Of all living human beings "nassesalars" - corpse-carriers -
alone enter and leave the "Tower of Silence." The life these
men lead is simply wretched. No European executioner's position
is worse. They live quite apart from the rest of the world, in
whose eyes they are the most abject of beings. Being forbidden
to enter the markets, they must get their food as they can. They
are born, marry, and die, perfect strangers to all except their
own class, passing through the streets only to fetch the dead and
carry them to the tower. Even to be near one of them is a degradation.
Entering the tower with a corpse, covered, whatever may have been
its rank or position, with old white rags, they undress it and place
it, in silence, on one of the three rows presently to be described.
Then, still preserving the same silence, they come out, shut the
gate, and burn the rags.
Amongst the fire-worshippers, Death is divested of all his majesty
and is a mere object of disgust. As soon as the last hour of a
sick person seems to approach, everyone leaves the chamber of death,
as much to avoid impeding the departure of the soul from the body,
as to shun the risk of polluting the living by contact with the dead.
The mobed alone stays with the dying man for a while, and having
whispered into his ear the Zend-Avesta precepts, "ashem-vohu"
and "Yato-Ahuvarie," leaves the room while the patient is still
alive. Then a dog is brought and made to look straight into his
face. This ceremony is called "sas-did," the "dog's-stare." A
dog is the only living creature that the "Drux-nassu" - the evil
one - fears, and that is able to prevent him from taking possession
of the body. It must be strictly observed that no one's shadow
lies between the dying man and the dog, otherwise the whole strength
of the dog's gaze will be lost, and the demon will profit by the
occasion. The body remains on the spot where life left it, until
the nassesalars appear, their arms hidden to the shoulders under
old bags, to take it away. Having deposited it in an iron coffin -
the same for everyone - they carry it to the dakhma. If any one,
who has once been carried thither, should happen to regain
consciousness, the nassesalars are bound to kill him; for such
a person, who has been polluted by one touch of the dead bodies
in the dakhma, has thereby lost all right to return to the living,
by doing so he would contaminate the whole community. As some
such cases have occurred, the Parsees are trying to get a new law
passed, that would allow the miserable ex-corpses to live again
amongst their friends, and that would compel the nassesalars to
leave the only gate of the dakhma unlocked, so that they might
find a way of retreat open to them. It is very curious, but it
is said that the vultures, which devour without hesitation the
corpses, will never touch those who are only apparently dead, but
fly away uttering loud shrieks. After a last prayer at the gate
of the dakhma, pronounced from afar by the mobed, and re-peated
in chorus by the nassesalars, the dog ceremony is repeated. In
Bombay there is a dog, trained for this purpose, at the entrance
to the tower. Finally, the body is taken inside and placed on one
or other of the rows, according to its sex and age.

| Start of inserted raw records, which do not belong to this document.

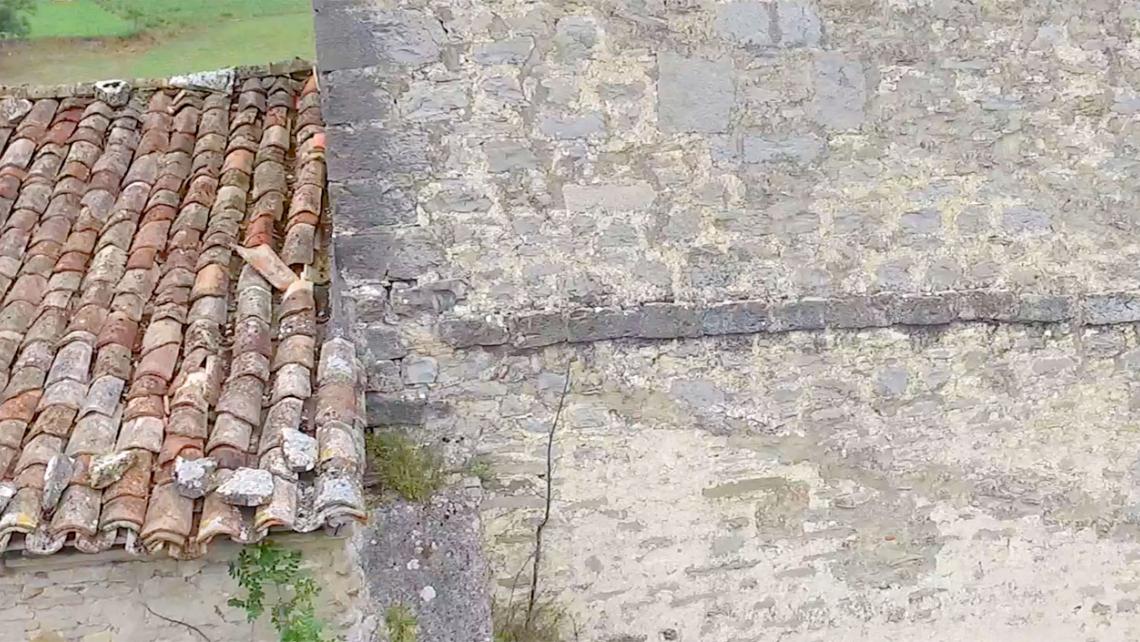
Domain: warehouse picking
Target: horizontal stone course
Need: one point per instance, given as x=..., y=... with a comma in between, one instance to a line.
x=680, y=321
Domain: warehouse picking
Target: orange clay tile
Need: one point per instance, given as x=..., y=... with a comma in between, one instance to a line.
x=124, y=326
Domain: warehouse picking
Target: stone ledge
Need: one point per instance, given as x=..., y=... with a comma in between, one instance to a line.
x=681, y=321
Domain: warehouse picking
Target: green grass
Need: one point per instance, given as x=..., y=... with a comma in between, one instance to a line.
x=401, y=624
x=410, y=470
x=227, y=43
x=198, y=13
x=220, y=45
x=76, y=18
x=518, y=623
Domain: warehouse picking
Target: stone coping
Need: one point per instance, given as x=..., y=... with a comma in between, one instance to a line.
x=682, y=321
x=87, y=89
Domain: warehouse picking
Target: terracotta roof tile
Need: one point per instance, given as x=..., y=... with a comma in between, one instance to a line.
x=125, y=331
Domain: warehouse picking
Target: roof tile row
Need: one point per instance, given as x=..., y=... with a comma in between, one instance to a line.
x=128, y=349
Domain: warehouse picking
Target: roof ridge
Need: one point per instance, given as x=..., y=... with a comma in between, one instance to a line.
x=293, y=66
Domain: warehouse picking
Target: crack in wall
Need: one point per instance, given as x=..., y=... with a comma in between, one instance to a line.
x=532, y=599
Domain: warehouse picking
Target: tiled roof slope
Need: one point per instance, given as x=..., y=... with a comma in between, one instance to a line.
x=157, y=257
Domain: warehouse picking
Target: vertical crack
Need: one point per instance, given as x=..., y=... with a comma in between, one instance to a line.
x=550, y=497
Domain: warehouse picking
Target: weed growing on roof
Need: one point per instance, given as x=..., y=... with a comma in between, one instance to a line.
x=481, y=469
x=274, y=580
x=409, y=469
x=519, y=622
x=401, y=624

We have twice been present at the ceremonies of dying, and once
of burial, if I may be permitted to use such an incongruous term.
In this respect the Parsees are much more tolerant than the Hindus,
who are offended by the mere presence at their religious rites of
an European. N. Bayranji, a chief official of the tower, invited
us to his house to be present at the burial of some rich woman.
So we witnessed all that was going on at a distance of about forty
paces, sitting quietly on our obliging host's verandah. While
the dog was staring into the dead woman's face, we were gazing,
as intently, but with much more disgust, at the huge flock of
vultures above the dakhma, that kept entering the tower, and flying
out again with pieces of human flesh in their beaks.